Figen Yüksekdağ: AKP ve saray iktidarı o bodrumun enkazında kalmıştır

12:47

JINHA

ANKARA - Partisinin Kadın Meclisi toplantısında konuşan HDP Eş Genel Başkanı Figen Yüksekdağ, Cizre'deki bodrumda insanlığın katledildiğini belirterek, "Bu seferberliğimiz vahşet bodrumunda canice katledilenleri kurtarmaya yetmedi. Üzgün olmamızdan daha fazla öfkeliyiz. 21. yüzyılda haftalarca ambulans diye diye sivil insanlar katledildi. AKP ve saray iktidarı o bodrumun enkazında kalmıştır.
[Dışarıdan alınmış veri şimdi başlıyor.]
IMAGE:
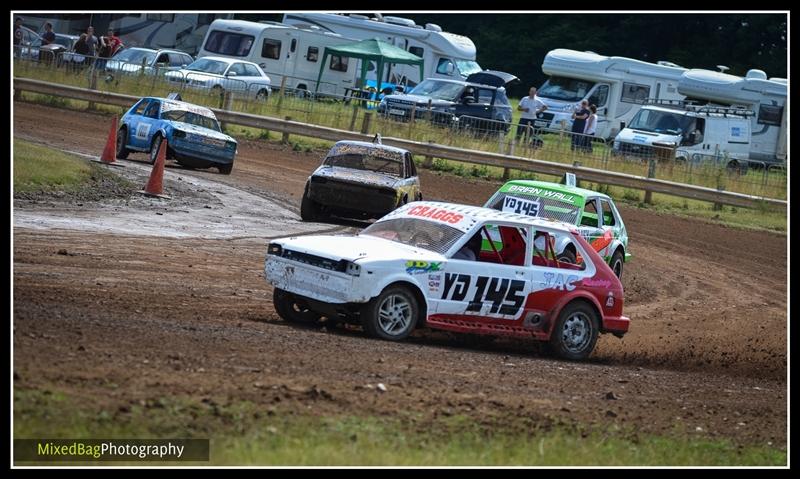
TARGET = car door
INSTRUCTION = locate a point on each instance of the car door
(146, 125)
(487, 289)
(590, 223)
Böyle bir vahşeti işleyen siyasi iktidarın geleceği yoktur, varsa da o gelecek karanlıktır" dedi.

Halkların Demokratik Partisi (HDP) Kadın Meclisi toplantısı bugün HDP Genel Merkezi'nde gerçekleşiyor. Yarın gerçekleştirilecek Parti Meclisi (PM) toplantısından önce yapılan ilk Kadın Meclisi toplantısı, bundan sonra her PM toplantısından önce gerçekleştirilecek. Kongreden sonra bugün yapılan ilk toplantıya da HDP'li kadın vekiller ve parti meclisinden kadınlar katıldı. Toplantının açılış konuşması ise Eş Genel Başkan Figen Yüksekdağ tarafından yapıldı.

'Kadınlar erkek egemen siyasi iktidara itiraz ediyor'

Toplantıda Kürdistan'da yaşananlar ve kadın gündemi ele alınırken, aynı zamanda siyasal süreç ve örgütsel durumun da konuşulacağını bildiren Figen, "Elbette bugün içinden geçtiğimiz süreç her birimizi olduğu kadar kadın özgürlük dinamiklerini de ve kadın kitlelerini de ciddi biçimde etkiliyor. Savaşın ve şiddet ortamının, AKP saray iktidarının kadınlara karşı gerçekleştirdiği cinsiyetçi, ayrımcı politikaların zirve yaptığını görüyoruz. Savaşların tırmandırıldığı, şiddetin tek yönetme biçimi görüldüğü zamanlarda kadınlar daha fazla baskıyla yönetilmeye çalışılır. Siyasi iktidar artık kadınları istediği gibi yönetemiyor. Kadınlar, siyasi iktidarın erkek egemen baskıcı, ayrımcı yönetme anlayışına itiraz ediyor" diye konuştu.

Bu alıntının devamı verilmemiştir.